EN COMPAGNIE DE TILDA SWINTON, TOM HIDDLESTON, VU AUPARAVANT CHEZ WOODY ALLEN COMME EN MÉCHANT DE COMICS, RÉINVENTE LES CRÉATURES DE LA NUIT POUR L’ÉPATANT ONLY LOVERS LEFT ALIVE DE JIM JARMUSCH.

Il fallait un cinéaste comme Jim Jarmusch pour imaginer un tel film de vampires, dont le titre déjà, Only Lovers Left Alive, est porteur des plus romantiques des promesses. Devant la caméra de l’auteur de Night on Earth, la mythologie se voit magistralement réinventée, pour se réincarner en un couple d’amants sophistiqués tentant de survivre dans un monde en souffrance. Aux côtés de la divine Tilda Swinton, Tom Hiddleston campe ces Adam et Eve de la marge. Un rôle qui va comme un gant à l’acteur britannique, qui hante la nuit de Detroit avec l’élégance androgyne d’une rock star -évoquant sa première rencontre avec Jim Jarmusch, il explique que ce dernier lui avait présenté le personnage comme « Hamlet interprété par Syd Barrett », ce qui donne, accessoirement, la mesure décalée du projet.

Les 88 touches d’un piano

La trentaine à peine entamée (il est né en 1981 à Westminster), Hiddleston présente un CV appréciable. Sa filmographie aligne ainsi les noms de Woody Allen (Midnight in Paris), Terence Davies (The Deep Blue Sea) et autre Steven Spielberg (War Horse), en plus du dieu Loki, méchant de l’univers Marvel qu’il campe avec aplomb dans les franchises Thor et The Avengers, sans qu’il y ait à y chercher une contradiction: « Chacun des rôles que j’ai interprétés m’a fasciné, explique-t-il. Qu’un personnage soit issu d’un comic book ne signifie pas qu’il ait moins de richesse ou de profondeur. Thor est inspiré de mythes scandinaves remontant à la nuit des temps, et Loki présente de multiples niveaux. En surface, c’est incontestablement un produit plus commercial et de pur divertissement, mais dans la perspective de l’acteur, il s’agit de construire ce personnage et de le rendre réel, ce qui suppose croire en lui et en sa complexité. Même si le terrain de jeu est différent, le travail du comédien ne change pas. Je compare cela aux 88 touches d’un piano: on peut interpréter des morceaux différents, mais les touches restent les mêmes. Un acteur joue avec la condition humaine. »

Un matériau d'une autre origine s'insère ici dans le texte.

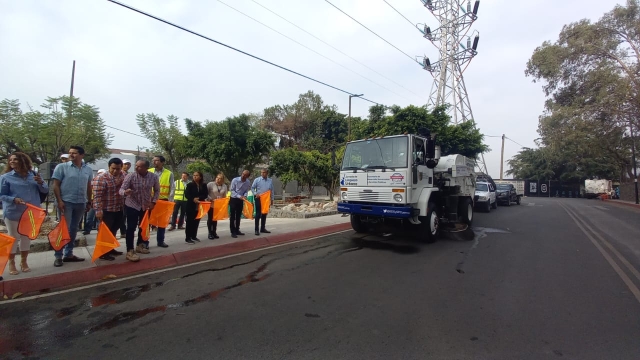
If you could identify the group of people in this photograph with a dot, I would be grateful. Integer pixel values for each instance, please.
(120, 199)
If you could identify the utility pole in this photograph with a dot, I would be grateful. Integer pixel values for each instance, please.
(502, 157)
(349, 134)
(633, 160)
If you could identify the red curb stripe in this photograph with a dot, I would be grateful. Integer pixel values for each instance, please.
(53, 282)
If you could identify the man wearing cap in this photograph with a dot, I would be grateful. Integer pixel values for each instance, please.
(126, 165)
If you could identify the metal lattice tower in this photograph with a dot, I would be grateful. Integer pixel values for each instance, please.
(456, 49)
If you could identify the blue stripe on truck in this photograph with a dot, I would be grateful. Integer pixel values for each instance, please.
(375, 210)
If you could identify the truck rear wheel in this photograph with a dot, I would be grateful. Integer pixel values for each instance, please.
(430, 225)
(357, 224)
(465, 211)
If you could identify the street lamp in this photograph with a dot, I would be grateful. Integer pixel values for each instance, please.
(350, 96)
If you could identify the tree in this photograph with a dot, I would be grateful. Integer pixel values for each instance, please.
(165, 137)
(43, 136)
(591, 75)
(230, 145)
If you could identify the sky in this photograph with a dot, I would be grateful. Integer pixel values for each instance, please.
(127, 63)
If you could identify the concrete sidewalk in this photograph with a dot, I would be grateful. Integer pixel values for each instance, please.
(44, 277)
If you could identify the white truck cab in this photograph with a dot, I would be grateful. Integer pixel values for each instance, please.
(402, 178)
(485, 196)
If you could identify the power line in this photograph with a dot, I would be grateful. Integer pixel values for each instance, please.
(333, 47)
(232, 48)
(310, 49)
(373, 32)
(409, 21)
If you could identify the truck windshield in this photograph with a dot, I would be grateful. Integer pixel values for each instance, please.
(376, 153)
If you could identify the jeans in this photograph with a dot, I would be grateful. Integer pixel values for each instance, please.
(235, 214)
(90, 221)
(260, 218)
(182, 207)
(73, 215)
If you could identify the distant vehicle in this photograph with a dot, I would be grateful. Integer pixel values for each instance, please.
(506, 194)
(485, 197)
(594, 188)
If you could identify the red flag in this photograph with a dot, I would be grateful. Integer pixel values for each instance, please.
(145, 227)
(105, 242)
(247, 210)
(161, 214)
(220, 209)
(203, 208)
(59, 236)
(31, 221)
(6, 243)
(265, 202)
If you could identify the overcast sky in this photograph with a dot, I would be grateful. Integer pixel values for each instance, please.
(128, 64)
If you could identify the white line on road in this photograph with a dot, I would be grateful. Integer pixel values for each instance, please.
(160, 271)
(634, 289)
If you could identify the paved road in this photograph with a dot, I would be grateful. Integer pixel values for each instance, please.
(532, 284)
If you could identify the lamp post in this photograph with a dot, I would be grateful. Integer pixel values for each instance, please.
(350, 96)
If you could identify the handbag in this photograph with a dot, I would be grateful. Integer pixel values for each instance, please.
(43, 196)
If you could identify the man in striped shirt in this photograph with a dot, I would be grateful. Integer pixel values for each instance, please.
(142, 189)
(107, 201)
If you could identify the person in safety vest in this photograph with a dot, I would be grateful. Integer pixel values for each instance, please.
(180, 200)
(167, 187)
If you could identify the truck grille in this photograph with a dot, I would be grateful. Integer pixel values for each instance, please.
(368, 196)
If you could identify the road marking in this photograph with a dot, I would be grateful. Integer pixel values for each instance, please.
(160, 271)
(634, 289)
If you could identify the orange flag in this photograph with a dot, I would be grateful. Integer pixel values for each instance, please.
(220, 209)
(105, 242)
(6, 243)
(161, 214)
(145, 227)
(203, 208)
(265, 202)
(59, 236)
(247, 210)
(31, 221)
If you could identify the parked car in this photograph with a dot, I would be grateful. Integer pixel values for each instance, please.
(506, 194)
(485, 197)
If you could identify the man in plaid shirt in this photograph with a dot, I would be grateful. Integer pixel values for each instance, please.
(107, 201)
(138, 188)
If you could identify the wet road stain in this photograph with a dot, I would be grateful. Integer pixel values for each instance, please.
(129, 316)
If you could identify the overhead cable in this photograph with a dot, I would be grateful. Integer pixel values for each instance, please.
(310, 49)
(235, 49)
(373, 32)
(334, 48)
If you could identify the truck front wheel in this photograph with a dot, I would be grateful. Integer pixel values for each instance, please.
(357, 224)
(430, 225)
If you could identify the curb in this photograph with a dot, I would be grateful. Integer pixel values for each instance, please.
(48, 283)
(637, 206)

Mélange de raffinement, de mystère et de glamour sombre, la partition qu’il a composée pour Jarmusch est de celles qui marquent les esprits -toutes choses facilitées, souligne-t-il, par l’environnement créé par un réalisateur pour qui il ne cache pas son admiration: « Ghost Dog, que j’ai découvert à une époque où j’étais habitué à un cinéma beaucoup plus formaté, a vraiment élargi ma conception de ce que pouvait être un film. Depuis, j’ai vu tous ceux qu’il a tournés, et ils comptent tous, sans exception, des moments que j’adore, comme certains passages philosophiques de Dead Man, Roberto Benigni conduisant son taxi avec le prêtre à l’arrière dans Night on Earth, ou encore la conversation entre Cate Blanchett et… Cate Blanchett dans Coffee and Cigarettes: Jim Jarmusch a construit tant de mondes absolument uniques… » Et de s’appesantir, concernant son expérience personnelle, sur l’atmosphère relax et fort excitante à la fois ayant présidé à leurs échanges, expérience inédite durant laquelle il dit encore s’être rarement senti aussi créatif.

Décompte inexorable

Un autre élément ayant, à l’évidence, déteint sur sa prestation, en plus d’avoir ceint le film d’une humeur singulièrement désolée,c’est bien sûr Detroit, ville fantôme et décor choisi par Jarmusch pour situer les évolutions de son couple de vampires ainsi que de quelques zombies rockers: « Ce fut le plaisir caché et inattendu de film, confesse-t-il. En lisant le scénario, je suis tombé amoureux de l’histoire et du personnage, mais Detroit n’était jamais qu’un nom. Une fois que je me suis immergé dans la ville, deux semaines avant de commencer à tourner, j’en suis littéralement tombé amoureux. C’est l’une des villes les plus anciennes en Amérique, où le rêve américain s’est produit avant de la déserter. Detroit était le Manhattan des années 30. Et elle lui ressemble toujours, mais dépeuplée, tout en ayant conservé une âme incroyable -c’est elle qui m’a permis de me connecter avec Adam. » On comprend, en tout cas, à voir Only Lovers Left Alive qu’un tel univers, en suspension, ait pu inspirer le réalisateur, le film étant du pur Jarmusch avant d’être un film de vampires stricto sensu. Si Tom Hiddleston confesse en avoir regardé quelques-uns, histoire de nourrir son imagination, depuis les films de Bela Lugosi jusqu’au Dracula de Coppola, en passant par le premier volet de la saga Twilight « j’y ai vu une allégorie simple et belle de l’adolescence »-, l’acteur n’a pas pour autant envisagé son personnage en termes de folklore vampiresque. « Pour trouver l’âme de cet homme, je me suis plutôt demandé ce que pourrait bien représenter le fait d’être un musicien et un scientifique hyper-sensible, doué d’une intelligence supérieure, un individu mélancolique et romantique, qui se trouve par ailleurs être un vampire. »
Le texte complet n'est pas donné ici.